Par Hj. Riiser-Larsen, R. Amundsen et L. Ellsworth.

Nous avons franchi la côte de l’Alaska, mais dans quelle partie ? A l’est ou à l’ouest de la pointe Barrow ? Nous l’ignorons. On sort des armoires les cartes de la région, et on les examine attentivement, mais sans réussir à reconnaître notre position. Impossible de discerner la ligne de côte. La terre, très basse, est recouverte de neige, la banquise l’est également, de telle sorte que nous ne pouvons distinguer où commence le rivage et où finit la mer. Les taches foncées que nous avons aperçues du large représentent des monticules de graviers ; par derrière s’étend une plaine neigeuse dont on ne voit pas la fin sous ce ciel embrumé. En conséquence, nous allons longer la côte jusqu’à ce que nous rencontrions un village qu’il soit possible d’identifier.

Bientôt, voici un groupe de maisons basses ! Amundsen reconnaît immédiatement dans ces cabanes Wainwright où, en compagnie d’Omdal, il a hiverné en 1922 et 1923, lors de sa première tentative de vol au-dessus de la banquise polaire. Tous les indigènes sont rassemblés sur un tertre. Depuis longtemps, ils ont été informés de l’arrivée éventuelle du ballon ; son apparition ne les surprend donc pas ; n’importe, cette énorme masse sortant des nuées, doit leur inspirer une certaine terreur. Jadis ils auraient tiré sur ce monstre aérien ; aujourd’hui, sachant leurs amis Amundsen et Omdal à bord, ils crient et gesticulent pour les inviter à descendre.

Wainwright disparaît rapidement ; ensuite voici Maudheim, la maison que nous avons construite et que nous avons habitée un an, en 1922-1923.
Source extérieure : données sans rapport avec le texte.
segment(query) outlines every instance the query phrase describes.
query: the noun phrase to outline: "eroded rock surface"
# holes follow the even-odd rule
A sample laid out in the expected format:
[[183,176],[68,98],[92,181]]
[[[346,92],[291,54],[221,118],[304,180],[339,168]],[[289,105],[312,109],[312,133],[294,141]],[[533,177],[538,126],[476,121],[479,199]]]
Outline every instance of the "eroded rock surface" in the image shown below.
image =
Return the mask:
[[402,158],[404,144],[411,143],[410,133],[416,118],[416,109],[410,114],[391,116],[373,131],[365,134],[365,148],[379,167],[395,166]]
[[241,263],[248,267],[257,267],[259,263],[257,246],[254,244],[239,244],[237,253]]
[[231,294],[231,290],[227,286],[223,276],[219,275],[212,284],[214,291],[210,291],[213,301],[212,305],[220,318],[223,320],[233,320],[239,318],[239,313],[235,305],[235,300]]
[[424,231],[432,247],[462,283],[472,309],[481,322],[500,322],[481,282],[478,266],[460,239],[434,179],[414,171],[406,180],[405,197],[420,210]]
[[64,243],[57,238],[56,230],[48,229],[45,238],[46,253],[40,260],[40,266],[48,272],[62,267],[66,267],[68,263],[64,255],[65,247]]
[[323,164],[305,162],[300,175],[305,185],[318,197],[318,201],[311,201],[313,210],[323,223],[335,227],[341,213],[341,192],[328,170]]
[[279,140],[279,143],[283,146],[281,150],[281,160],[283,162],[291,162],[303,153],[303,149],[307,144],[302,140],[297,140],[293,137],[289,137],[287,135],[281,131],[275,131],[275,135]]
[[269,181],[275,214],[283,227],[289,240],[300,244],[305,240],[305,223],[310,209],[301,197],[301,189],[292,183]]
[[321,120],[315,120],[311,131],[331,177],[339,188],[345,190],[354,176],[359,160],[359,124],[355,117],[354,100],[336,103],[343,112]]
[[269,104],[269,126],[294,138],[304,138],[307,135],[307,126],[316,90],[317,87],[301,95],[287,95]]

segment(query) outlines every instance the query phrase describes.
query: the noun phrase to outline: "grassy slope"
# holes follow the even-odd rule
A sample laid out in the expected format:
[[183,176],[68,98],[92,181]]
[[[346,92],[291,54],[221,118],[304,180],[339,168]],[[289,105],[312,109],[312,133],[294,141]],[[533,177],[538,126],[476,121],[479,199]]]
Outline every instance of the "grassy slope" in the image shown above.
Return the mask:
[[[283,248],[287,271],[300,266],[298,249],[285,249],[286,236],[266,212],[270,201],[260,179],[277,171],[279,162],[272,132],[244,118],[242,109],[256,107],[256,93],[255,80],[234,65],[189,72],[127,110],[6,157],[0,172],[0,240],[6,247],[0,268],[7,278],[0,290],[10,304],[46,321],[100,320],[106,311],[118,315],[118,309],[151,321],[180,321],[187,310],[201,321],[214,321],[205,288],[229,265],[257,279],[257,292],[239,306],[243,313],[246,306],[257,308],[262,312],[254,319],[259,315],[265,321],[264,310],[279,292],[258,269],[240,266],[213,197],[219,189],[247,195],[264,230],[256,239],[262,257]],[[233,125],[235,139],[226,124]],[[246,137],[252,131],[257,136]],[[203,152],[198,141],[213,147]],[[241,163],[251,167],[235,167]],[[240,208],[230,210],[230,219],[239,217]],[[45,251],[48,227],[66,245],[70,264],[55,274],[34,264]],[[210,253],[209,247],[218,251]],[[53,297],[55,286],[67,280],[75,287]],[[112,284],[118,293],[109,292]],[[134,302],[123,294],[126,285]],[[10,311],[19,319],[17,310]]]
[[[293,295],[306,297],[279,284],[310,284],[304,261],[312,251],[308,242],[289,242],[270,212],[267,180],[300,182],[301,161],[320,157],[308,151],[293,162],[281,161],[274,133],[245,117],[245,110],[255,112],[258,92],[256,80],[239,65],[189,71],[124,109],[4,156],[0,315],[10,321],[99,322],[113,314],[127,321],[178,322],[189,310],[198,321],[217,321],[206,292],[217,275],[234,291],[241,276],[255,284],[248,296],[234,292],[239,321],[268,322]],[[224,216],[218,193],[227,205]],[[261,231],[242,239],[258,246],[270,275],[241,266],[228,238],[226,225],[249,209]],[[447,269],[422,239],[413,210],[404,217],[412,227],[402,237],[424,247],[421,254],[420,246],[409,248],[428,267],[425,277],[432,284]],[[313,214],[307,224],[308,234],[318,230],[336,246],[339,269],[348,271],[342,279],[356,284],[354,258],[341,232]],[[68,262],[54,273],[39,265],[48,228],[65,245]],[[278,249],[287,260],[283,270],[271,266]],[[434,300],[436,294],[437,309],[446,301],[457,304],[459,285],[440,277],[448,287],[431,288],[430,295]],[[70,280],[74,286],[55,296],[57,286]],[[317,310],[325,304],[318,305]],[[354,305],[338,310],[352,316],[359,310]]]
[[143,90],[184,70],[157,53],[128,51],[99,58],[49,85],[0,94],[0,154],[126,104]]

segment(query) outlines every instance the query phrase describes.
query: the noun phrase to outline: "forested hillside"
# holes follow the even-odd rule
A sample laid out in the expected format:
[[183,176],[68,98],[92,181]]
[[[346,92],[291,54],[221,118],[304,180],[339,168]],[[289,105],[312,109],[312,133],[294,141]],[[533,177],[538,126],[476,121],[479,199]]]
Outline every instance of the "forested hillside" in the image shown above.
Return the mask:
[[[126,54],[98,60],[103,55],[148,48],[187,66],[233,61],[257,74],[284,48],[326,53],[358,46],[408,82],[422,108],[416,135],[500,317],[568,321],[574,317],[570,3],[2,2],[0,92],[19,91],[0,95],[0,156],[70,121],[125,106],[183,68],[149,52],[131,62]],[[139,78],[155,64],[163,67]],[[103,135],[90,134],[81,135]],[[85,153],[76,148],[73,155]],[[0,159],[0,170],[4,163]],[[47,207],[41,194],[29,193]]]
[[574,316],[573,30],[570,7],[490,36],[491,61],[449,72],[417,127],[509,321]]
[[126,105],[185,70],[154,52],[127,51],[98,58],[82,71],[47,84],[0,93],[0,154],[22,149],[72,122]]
Sachant maintenant où nous sommes, nous pouvons réviser le tracé de notre route estimée. Comme nous le supposions, nous avons atteint la côte d’Amérique un peu à l’ouest de la Pointe Barrow. De ce cap, le ballon a été vu distinctement, ainsi que nous l’avons appris plus tard.

L’absence de renseignements météorologiques devient une source de très graves préoccupations. Dans le lointain, par l’avant, le ciel a fort mauvaise apparence ; peut-être le temps est-il meilleur dans l’intérieur des terres, vers Fairbanks ? Dans notre ignorance à cet égard, il ne saurait être question de nous aventurer de ce côté. L’Alaska renferme des chaînes de montagnes ; étant donné la faible visibilité actuelle, nous risquerions d’aller nous écraser contre leurs flancs. Donc continuons à suivre la côte.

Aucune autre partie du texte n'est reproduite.